Borachev’s office was comfortably cluttered. He got us each a cup of coffee and sat down behind his desk. The only other chair was a few inches lower. He smiled down at me, a wan smile. “So you have some interest in the import-export business?”
“As I say, there’s not time to be coy. I’m sorry to hand you such a shock. I’m sure that the Agency would much rather leave you alone in place—”
“’Better the devil you know,’” he said.
“Right. But many lives may be at stake. We have to move quickly.”
“Forgive me for pointing out that this is a common American trait, certainly in business: perceiving a need for haste in all things.” He looked quizzical. “Many lives?”
“Yes. What do you know of Nicholas Foley? Do you know where he is?”
For a long time he chewed at his lower lip. “I think I had better not answer that. If you press me, I’ll have to get a lawyer.”
“Let me spell it out for you. I know and you know that you are a rather high-ranking officer, a colonel in the KGB. But your official identity here carries no legal perquisites. No diplomatic immunity. And you are implicated in a kidnapping and at least two murders.” His brow furrowed at that, but he didn’t say anything. “Gas chamber,” I added helpfully.
He covered his face with both hands and kneaded. “No. This is some kind of…CIA trick. Setting me up, as you would say.”
“Nothing of the kind. Day before yesterday, two people kidnapped Valerie Foley. They spoke Russian.”
“Valerie Foley, that is his wife?”
“Yes.”
He nodded, thoughtful. “It wasn’t anybody from the KGB. You had better look to your own house. I’m sure the CIA has many Russian-speaking employees.”

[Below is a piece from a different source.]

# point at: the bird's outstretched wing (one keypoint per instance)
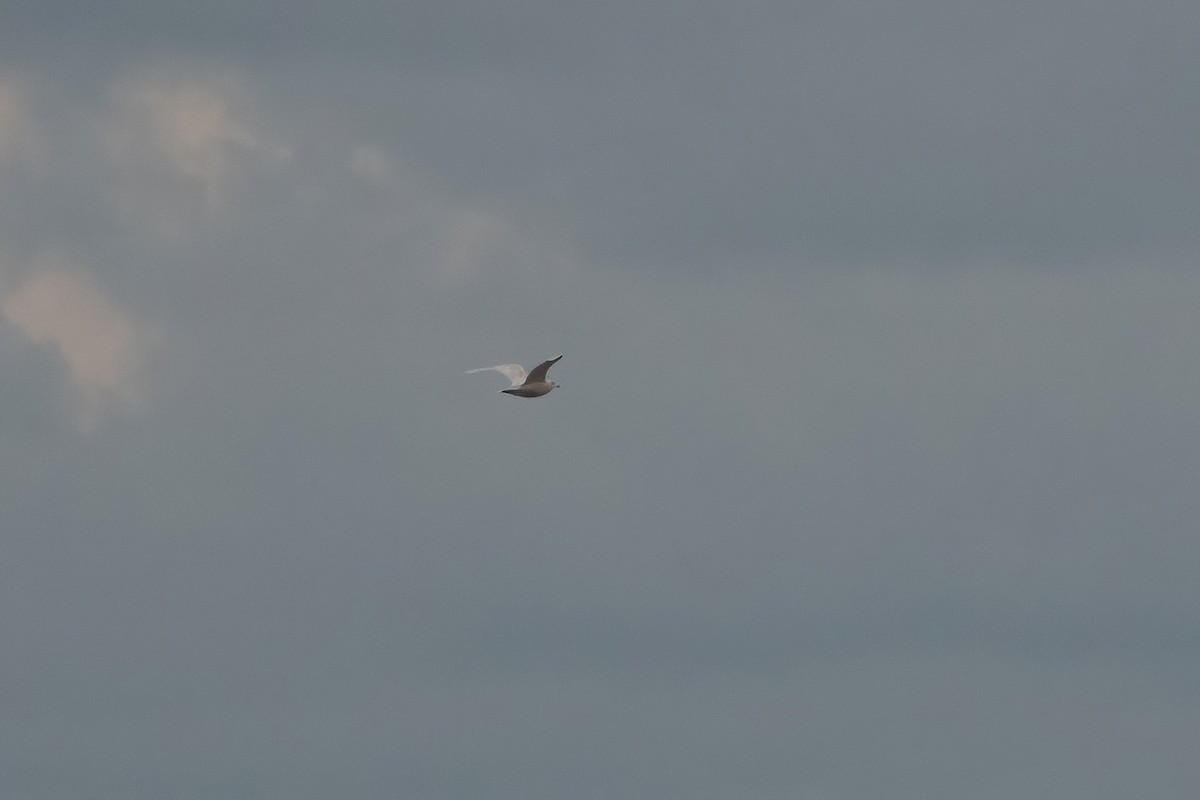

“The CIA didn’t kidnap her. If we wanted to pressure Foley, we have dozens of legal ways to do it. You don’t.”
“But neither do we have a
reason!”
I had to laugh at that. “Two murdered KGB agents isn’t enough reason?”
He leaned back, chair squeaking. “All right. Now I know something, uh, fishy is going on. Some sort of game.”
“Not a game.”
“I’ve known Professor Foley since he was a young man. Since we were both young men. He’s not capable of violence.”
“A few days ago, I would have agreed with you. He’s a gentle, pleasant man. But either that’s a mask or he is genuinely mad. Perhaps in the sense of having
more than one personality. Look at this.” I handed him two grisly still photographs we had made from the
Sûreté
tape. “I do think he’s mad.”
“My word.” Borachev looked genuinely repulsed. “You claim Nicola did this?”
“Worse—he compelled them to do it to themselves. The one who shot himself in the head lived long enough to tell. He has some sort of Svengali-like power. We don’t know what the limits of it could be. I know it sounds fantastic, but it’s true. That Marine says they’re calling him the most dangerous man alive. Probably no exaggeration.”